What’s worse than our children’s behaviours (once you’re under 18 you are classed as a child) are those children who feel like their parents don’t care about them or love them.

When last have you sat and had a honest heart to heart conversation with your child? When last have you switched off from your regular program and spent time with them, to do an activity of their choice? When last have you gone through their phones or check their browser history to see what they have being doing or who they’ve been talking to? Do you know who their best friend is? Do you know if they have a boyfriend or girlfriend? What are their days like at school? Do they even have friends? Do you approve of their friends? Where do they go when they leave home and say ‘I’m going to hang out with……?’

****note that I’ve been saying we because sometimes life gets busy and I miss things as a parent but I stay mindful to reel things in before they get to the worst.*****

The good thing about working with children is that you get to speak to them and plant good seeds. They will tell you things even when you beg them not to. I remember one day discussing crime with a set of teenagers. One chap decided to tell me about going into a store to steal something, getting caught by the shop owner but his grandfather coming to his rescue and punching the shop owner! What example are we really setting for our children? A set of teens told me of house parties they go to, or just out chilling in abandon buildings with their friends and its ok with their parents as long as they are back home by 11pm and when they arrive home, their parents do not ask them where they’ve been or what they’ve done?

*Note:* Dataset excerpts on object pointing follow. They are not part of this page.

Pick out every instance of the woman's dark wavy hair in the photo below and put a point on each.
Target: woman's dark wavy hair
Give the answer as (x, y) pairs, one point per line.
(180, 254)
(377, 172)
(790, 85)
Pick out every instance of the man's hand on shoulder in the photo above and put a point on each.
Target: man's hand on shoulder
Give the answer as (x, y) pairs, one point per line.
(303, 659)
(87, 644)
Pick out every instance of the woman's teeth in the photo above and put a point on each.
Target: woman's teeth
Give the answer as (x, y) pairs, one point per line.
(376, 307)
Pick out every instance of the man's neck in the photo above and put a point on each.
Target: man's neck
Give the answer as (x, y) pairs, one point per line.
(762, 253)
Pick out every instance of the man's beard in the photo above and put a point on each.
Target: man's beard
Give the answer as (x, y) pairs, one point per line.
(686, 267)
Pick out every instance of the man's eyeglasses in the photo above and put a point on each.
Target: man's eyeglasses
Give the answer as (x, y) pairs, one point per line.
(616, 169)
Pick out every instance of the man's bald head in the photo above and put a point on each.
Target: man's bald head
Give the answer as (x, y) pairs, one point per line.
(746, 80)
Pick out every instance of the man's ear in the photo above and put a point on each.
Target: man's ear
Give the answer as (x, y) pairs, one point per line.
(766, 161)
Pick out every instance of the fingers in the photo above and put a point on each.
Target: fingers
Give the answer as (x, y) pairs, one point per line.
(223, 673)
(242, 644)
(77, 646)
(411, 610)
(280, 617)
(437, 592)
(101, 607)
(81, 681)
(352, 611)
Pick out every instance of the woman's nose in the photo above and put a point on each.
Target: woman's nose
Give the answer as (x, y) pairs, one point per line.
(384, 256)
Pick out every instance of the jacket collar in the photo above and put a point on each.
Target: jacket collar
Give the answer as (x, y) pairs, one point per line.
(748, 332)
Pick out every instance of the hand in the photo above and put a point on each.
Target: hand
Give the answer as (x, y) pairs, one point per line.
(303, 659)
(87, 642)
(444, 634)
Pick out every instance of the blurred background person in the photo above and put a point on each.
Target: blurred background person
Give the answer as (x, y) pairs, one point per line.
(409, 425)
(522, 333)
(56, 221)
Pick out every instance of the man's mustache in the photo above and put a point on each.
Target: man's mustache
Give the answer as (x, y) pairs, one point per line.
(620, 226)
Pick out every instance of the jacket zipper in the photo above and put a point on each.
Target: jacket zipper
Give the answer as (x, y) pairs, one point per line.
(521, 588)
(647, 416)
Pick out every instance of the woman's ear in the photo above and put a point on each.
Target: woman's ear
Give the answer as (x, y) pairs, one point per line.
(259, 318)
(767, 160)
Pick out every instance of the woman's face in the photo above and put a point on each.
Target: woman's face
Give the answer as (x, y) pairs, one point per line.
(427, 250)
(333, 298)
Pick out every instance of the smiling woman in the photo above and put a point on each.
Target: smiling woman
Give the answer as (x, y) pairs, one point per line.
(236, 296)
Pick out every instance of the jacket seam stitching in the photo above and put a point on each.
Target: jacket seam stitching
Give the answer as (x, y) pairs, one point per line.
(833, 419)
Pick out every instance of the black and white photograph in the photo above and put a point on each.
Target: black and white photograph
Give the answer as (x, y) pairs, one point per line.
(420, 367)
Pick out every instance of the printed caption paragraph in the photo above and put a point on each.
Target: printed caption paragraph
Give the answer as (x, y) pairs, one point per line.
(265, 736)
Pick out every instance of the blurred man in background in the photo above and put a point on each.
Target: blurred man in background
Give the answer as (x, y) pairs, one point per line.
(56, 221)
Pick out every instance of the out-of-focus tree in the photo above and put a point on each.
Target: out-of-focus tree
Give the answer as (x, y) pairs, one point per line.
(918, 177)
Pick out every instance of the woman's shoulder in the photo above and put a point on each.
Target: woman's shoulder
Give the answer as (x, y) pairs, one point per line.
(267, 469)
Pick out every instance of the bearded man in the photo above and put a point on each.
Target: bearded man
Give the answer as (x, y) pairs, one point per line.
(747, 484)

I watched from my daughter’s bedroom window one day, as a young boy who came to play football on my street got in an argument with my neighbour. He hurled profanities at this 60+ man. When the child’s parent came along I thought surely he’ll defuse the situation. Nope he jumped into the conversation and started cursing out the man too. I was like wow. I closed the window and told the girls do not open it again, do not indulge in that behaviour. Parents when we teach our children to disrespect people it won’t end in that one off occurrence. You are setting them up for failure. I hope that parent knows its just a matter of time before, that child will be cursing him out in his own home too. See when we teach or condone certain behaviours it is not just acceptable in that moment but the child is taught I can do this wherever and to whom ever I please.

The hard part is there are parents who do try their best to give their children the best life and ensure that they are well grounded but sadly it sometimes seems like the world is drowning out our voices. But I’m appealing to us all as parents STOP and take STOCK. The bible says in Proverbs 22:6 ‘Train up a child in the way he should go; and when he is old he will not depart from it’.

Our children are so impressionable! Giving up on them is not an option. Leaving them to their own devices and devises is not an option! Allowing them to have their own way without speaking wisdom into them is not an option. Our children need to know that we are their parents, not their best friend so my job is to guide you through this treacherous world. You are the parent for a reason. Don’t count yourself out. The teachers can’t do it alone. It starts first with you and if you are too busy, too tired, too occupied to be bothered then what will become of your child, your niece, your nephew, your godchild…your neighbour; because they are all our children.

We’ve gone wrong somewhere. This train has derailed and we need to figure out how to fix it.

I wish I had jokes for you today. But all I have is a heart filled with concern for our future generation.